Üçüncü defa gözlerini açtığında karşısında gitar çalan arkadaşını ağzı açık bir şekilde kendisine bakarken buldu Nehir. Az önce atmış olduğu çığlığı rüyanın içinde atmış olduğunu umarak arkasını döndü. Şaşkınlıklarını üzerlerinden atamamış, teker teker masalarından kalkarak kır bahçesini terk etmekte olan arkadaşlarını gördüğünde içine bir ateş düştü. Her şeyi mahvetmişti. Arkadaşlarının her ayrıntısını büyük bir özenle planladıkları tüm geceyi. Belli belirsiz bir sesle “Özür dilerim” diyebildi yalnızca. Kimsenin yüzüne bakabilecek, durumu açıklayacak gücü yoktu. Cep telefonunu titreyen ellerle çantasından çıkararak en çaresiz anlarda arayabileceği tek kişiyi aradı. Annesini.
“Alo anne…”
“Kızım bir şey mi oldu?
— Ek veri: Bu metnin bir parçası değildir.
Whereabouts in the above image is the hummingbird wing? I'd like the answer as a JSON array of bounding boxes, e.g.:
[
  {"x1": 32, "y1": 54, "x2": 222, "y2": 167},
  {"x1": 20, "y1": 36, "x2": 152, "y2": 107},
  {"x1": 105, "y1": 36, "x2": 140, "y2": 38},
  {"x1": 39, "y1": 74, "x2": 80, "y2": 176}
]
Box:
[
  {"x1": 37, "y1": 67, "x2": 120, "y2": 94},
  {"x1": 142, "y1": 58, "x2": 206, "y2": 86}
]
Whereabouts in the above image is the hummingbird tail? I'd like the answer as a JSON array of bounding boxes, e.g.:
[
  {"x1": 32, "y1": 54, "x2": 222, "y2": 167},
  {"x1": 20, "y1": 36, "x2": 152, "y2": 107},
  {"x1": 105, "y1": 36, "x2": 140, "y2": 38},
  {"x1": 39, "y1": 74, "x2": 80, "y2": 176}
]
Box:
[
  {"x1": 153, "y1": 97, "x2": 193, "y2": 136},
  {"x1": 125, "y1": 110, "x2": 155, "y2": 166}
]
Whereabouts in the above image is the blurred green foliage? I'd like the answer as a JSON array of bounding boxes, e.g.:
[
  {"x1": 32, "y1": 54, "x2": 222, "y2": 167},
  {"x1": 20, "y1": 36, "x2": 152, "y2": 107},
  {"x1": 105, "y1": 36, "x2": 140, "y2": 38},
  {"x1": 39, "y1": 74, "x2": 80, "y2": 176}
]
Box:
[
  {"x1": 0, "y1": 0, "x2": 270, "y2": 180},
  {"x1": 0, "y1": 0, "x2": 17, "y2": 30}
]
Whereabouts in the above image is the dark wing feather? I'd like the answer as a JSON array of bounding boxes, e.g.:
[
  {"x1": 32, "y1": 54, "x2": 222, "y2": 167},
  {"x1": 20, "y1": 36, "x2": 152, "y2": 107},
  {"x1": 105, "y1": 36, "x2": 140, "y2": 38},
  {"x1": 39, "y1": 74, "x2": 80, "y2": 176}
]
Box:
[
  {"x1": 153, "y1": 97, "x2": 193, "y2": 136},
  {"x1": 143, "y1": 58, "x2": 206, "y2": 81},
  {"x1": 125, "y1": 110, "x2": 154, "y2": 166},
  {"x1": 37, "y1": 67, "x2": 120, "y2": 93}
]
Neden ağlamaklı geliyor sesin?”
“Anne gel ve beni al. Çok kötüyüm.” “Hemen geliyorum. Oradan hiçbir yere ayrılma!”
Telefonu kapattıktan sonra annesi gelene kadar sadece kendisinin kalmış olduğu karanlık kır bahçesinde az önce yaşamış olduklarını düşündü. Rüya mıydı, gerçek mi? Rüya ise tıpkı gerçek gibiydi. Gerçek ise kesinlikle deliriyordu. Bütün bu yaşadıklarının o insan gibi bakan karga ile yakından uzaktan bir bağlantısı var mıydı? Cevap bekleyen o kadar çok soru vardı ki. Onun istediği şey ise yatağına kapanarak saatlerce ağlamaktı.
Gün başlarken iki dilek dilemişti. Birisi rüyasına devam etmek, ikincisi ise unutulmaz bir gece olması. Gerçekten ikisi de gerçekleşmişti. Beraberlerinde getirdiği yıkımla beraber.